Some editors ask authors questions in the editorial queries (the comments an editor makes on a ms.) For these editors, a typical query/comment might be, “What are you trying to accomplish here?” or “Do you mean for Martha to sound so cruel?”
Often such editors feel that they’re prompting their authors to think about what they’re doing but I find this a less effective approach than other methods. Naturally an author will experience such questions as the opening of a dialogue and they’ll respond to the editorial query with an explanation rather than revising the manuscript. As far as they can tell, no revision has been suggested and no specific problem has been identified.
I’ve seen editors on Twitter trolling writers for answering the questions they have posed in the queries: “You’re not supposed to answer me! You’re supposed to think about what I’m saying!”

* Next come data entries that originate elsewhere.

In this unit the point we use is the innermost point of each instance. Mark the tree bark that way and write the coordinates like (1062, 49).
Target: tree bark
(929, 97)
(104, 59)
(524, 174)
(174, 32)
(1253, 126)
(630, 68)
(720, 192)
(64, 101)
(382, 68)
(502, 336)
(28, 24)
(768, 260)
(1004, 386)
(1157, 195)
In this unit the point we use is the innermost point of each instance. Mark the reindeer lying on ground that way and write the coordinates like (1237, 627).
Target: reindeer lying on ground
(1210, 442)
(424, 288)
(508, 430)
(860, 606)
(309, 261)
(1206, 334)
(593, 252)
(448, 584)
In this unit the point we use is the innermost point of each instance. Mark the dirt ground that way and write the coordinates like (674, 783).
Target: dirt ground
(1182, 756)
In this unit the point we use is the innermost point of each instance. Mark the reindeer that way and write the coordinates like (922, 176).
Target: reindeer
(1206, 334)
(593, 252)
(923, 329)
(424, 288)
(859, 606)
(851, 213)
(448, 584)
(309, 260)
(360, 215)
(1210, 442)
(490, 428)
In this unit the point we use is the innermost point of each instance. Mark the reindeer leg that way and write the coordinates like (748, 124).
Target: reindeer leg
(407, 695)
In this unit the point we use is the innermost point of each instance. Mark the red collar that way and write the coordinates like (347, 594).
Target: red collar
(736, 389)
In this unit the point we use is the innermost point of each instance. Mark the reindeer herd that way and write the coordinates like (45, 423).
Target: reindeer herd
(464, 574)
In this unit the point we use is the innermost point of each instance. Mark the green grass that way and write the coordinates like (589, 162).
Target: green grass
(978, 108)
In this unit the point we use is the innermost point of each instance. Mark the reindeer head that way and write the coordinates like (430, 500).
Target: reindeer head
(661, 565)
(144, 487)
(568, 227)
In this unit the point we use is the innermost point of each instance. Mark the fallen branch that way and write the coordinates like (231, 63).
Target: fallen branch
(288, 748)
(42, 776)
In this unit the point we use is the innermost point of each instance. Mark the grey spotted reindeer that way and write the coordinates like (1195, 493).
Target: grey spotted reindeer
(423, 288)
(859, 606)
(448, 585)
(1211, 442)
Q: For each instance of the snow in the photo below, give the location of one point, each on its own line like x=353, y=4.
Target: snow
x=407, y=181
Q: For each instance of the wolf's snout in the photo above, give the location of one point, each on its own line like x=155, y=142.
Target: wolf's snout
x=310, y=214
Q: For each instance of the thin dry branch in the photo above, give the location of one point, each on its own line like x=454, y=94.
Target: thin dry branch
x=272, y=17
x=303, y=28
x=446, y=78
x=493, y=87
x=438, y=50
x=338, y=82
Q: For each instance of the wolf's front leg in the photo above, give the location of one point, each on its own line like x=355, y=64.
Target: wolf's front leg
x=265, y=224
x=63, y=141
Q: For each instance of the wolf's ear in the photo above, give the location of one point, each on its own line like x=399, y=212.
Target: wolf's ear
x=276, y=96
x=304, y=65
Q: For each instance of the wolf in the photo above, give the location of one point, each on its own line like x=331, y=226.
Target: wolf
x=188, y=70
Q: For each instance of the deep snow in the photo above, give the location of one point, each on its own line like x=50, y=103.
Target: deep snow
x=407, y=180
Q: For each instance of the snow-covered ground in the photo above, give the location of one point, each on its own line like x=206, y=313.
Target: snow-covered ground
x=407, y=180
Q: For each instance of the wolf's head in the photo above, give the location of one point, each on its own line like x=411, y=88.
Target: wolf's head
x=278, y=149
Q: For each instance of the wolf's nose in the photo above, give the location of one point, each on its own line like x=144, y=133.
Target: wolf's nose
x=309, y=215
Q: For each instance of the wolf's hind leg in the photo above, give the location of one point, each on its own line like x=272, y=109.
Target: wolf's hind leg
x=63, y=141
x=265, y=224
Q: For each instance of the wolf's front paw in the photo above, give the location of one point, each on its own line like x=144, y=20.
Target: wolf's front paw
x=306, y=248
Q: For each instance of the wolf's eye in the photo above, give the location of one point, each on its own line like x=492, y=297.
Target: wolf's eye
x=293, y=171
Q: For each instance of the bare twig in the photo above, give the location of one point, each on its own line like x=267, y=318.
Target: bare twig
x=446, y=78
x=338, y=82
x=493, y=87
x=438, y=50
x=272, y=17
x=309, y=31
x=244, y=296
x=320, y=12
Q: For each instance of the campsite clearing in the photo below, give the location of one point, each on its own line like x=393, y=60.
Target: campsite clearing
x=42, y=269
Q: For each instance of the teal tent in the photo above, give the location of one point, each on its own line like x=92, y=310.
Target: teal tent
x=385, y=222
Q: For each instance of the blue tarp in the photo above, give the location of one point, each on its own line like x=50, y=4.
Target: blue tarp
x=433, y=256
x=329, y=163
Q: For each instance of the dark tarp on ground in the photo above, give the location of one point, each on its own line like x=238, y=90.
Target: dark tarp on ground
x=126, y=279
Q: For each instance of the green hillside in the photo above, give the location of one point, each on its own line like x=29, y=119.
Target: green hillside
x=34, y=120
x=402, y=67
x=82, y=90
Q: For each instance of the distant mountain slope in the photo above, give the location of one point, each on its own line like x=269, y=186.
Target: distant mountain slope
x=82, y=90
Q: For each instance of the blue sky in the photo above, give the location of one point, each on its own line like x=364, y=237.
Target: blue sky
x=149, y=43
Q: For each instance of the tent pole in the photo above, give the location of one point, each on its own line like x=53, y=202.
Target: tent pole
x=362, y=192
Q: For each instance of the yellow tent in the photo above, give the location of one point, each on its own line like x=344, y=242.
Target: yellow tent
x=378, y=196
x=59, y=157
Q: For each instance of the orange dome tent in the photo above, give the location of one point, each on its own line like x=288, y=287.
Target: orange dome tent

But I don’t see how an author can be expected to know this.
If an editor is coaching an author or has committed to several rounds of development with them and there actually is a conversation happening, then the question approach could work. But overall it is very confusing for authors and doesn’t give them sufficient guidance.
I rarely structure a query that way. If I do ask a question, I will also provide any needed guidance: “AU: Did you intend for Martha to sound so cruel here? If not, you might consider having her ask Jeremy if he spilled the milk instead of screaming at him about it. If you do want this moment to feel cruel—if you want the reader to experience this nasty side of Martha’s character—then I recommend showing other flashes of her meanness throughout the ms so that it becomes part of her character development.”
This way, the author knows what to do whether they intended Martha to be mean or not.
Writers hire me for my feedback on their work, for me to tell them what, in my informed opinion, is working well and what’s not working so well. They want and need guidance about how to address the problems I’ve identified. They’re hiring me to give an opinion. If I say, “Author, do you think Sara’s decision to enter the army could use further explanation?” I’m not doing my job as an editor. I’m shifting the editorial burden back to the author. I assume that if the author felt that Sara’s decision needed more explanation, the author would have given more explanation in the first place.
That means that while I try very hard to be diplomatic, my feedback can seem direct: “In my opinion, you have a problem; here is how I suggest you fix it.”
This approach is not for everyone, but these are the reasons why I do it this way.